A cure for HIV for people afflicted with the virus has been more than elusive since scientitst first identified the virus in 1983, but with these results scientists are ever much more closer to finding cure.
Since the discovery of aids and the beginning of the epidemic, it’s estimated that HIV has killed over 39 million people. Present day it is now considered a livable disease with anti-retroviral therapy. This therapy however just keeps the virus in check, it does not cure it. Left uncheck the virus will quickly inhibit a persons ability to fight of sickness.

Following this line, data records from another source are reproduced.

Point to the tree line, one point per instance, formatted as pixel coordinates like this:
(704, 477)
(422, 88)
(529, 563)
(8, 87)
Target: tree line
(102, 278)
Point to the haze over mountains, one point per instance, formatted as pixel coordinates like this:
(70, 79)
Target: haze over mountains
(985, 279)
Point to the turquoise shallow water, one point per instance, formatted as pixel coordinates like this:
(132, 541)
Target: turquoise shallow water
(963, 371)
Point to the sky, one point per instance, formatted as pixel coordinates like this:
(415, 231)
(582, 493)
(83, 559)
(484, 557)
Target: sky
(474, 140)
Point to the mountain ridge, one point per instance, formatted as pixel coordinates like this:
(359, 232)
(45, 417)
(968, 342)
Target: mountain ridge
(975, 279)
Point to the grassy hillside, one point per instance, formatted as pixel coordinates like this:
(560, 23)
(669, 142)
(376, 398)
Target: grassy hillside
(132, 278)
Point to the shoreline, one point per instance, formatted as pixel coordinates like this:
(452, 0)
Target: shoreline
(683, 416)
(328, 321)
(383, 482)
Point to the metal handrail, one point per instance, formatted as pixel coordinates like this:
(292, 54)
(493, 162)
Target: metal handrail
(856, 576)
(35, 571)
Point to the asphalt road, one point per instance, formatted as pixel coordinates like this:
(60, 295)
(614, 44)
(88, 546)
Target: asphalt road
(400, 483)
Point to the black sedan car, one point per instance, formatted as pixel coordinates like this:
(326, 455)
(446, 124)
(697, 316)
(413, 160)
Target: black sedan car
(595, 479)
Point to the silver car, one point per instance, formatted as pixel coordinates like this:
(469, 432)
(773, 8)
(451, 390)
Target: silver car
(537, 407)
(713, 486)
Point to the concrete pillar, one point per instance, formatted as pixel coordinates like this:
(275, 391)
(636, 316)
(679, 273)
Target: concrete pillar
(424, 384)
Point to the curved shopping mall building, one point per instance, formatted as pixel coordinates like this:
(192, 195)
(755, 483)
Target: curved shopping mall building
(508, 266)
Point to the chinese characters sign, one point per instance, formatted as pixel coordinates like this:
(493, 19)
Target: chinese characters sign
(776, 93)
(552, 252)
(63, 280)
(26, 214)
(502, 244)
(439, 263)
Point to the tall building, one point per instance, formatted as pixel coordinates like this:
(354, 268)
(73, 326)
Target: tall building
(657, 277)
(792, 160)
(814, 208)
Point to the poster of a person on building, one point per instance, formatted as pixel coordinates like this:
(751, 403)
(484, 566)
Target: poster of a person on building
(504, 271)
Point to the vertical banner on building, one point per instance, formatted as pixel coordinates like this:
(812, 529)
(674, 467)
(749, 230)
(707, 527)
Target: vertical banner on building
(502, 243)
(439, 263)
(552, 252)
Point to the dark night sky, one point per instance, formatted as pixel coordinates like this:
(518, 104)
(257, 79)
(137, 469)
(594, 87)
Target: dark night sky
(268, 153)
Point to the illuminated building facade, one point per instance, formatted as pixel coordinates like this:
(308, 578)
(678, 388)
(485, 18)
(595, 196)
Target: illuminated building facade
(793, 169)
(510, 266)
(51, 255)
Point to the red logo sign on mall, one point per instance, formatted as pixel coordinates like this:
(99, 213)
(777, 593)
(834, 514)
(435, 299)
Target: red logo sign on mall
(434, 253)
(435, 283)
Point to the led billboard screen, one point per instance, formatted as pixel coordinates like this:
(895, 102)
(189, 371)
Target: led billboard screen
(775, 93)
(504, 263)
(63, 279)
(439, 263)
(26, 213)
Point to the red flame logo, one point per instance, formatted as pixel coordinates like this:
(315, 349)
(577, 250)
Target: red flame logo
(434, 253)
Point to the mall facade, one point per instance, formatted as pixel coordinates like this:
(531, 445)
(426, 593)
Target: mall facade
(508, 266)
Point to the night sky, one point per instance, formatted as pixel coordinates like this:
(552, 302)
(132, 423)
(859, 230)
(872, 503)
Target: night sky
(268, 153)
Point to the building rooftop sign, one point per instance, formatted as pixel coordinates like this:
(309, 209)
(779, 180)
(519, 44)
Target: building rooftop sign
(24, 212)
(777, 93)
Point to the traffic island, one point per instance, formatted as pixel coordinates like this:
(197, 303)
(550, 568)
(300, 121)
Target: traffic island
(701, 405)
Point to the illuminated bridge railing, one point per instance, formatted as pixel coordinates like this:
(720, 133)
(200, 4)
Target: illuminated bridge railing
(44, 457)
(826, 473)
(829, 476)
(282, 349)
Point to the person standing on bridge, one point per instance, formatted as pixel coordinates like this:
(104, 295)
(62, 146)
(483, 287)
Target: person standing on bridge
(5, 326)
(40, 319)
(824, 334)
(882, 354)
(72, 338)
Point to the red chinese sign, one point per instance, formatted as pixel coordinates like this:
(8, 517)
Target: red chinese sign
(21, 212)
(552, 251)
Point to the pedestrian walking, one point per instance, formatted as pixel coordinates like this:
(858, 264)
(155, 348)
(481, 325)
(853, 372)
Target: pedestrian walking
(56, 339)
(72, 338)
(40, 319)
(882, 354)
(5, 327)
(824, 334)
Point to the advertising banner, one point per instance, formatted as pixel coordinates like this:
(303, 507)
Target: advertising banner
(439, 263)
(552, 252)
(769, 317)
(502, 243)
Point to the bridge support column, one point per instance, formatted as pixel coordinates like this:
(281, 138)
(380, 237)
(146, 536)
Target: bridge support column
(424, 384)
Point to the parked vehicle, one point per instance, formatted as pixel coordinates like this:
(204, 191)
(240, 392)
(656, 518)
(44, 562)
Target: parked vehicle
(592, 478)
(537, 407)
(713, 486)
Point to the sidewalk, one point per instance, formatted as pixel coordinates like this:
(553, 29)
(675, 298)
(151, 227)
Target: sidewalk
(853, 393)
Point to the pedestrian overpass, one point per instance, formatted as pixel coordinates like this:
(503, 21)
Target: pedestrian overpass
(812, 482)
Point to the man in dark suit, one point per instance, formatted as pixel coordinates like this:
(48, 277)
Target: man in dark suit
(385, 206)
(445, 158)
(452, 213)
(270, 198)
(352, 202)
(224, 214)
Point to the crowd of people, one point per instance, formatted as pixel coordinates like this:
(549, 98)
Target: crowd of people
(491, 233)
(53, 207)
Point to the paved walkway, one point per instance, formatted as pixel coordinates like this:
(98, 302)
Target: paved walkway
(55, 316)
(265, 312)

Before these results the team at Temple University had found a way to remove a large amount of the first but they were unable to completely cure the mice of the disease. “We knew what we needed to do, but the technology was unavailable,” says Dr Khalili about his team at Temple.
Joining forces with a team at the University of Nebraska Medical Centre, they were able to attack the problem from a different direction. The scientist combined the gene editing strategy with a drug that was designed to inhibit the progression of HIV. The results? HIV cured in mice!
Clinical trials could start as early as next year if approval can be garnered from the Food and Drug Administration however the scientist need to make sure that the techniques they are using are safe. “If you can reduce the amount of virus that’s left for CRISPR< the likelihood that the CRISPR will be effective will go up enormously,”.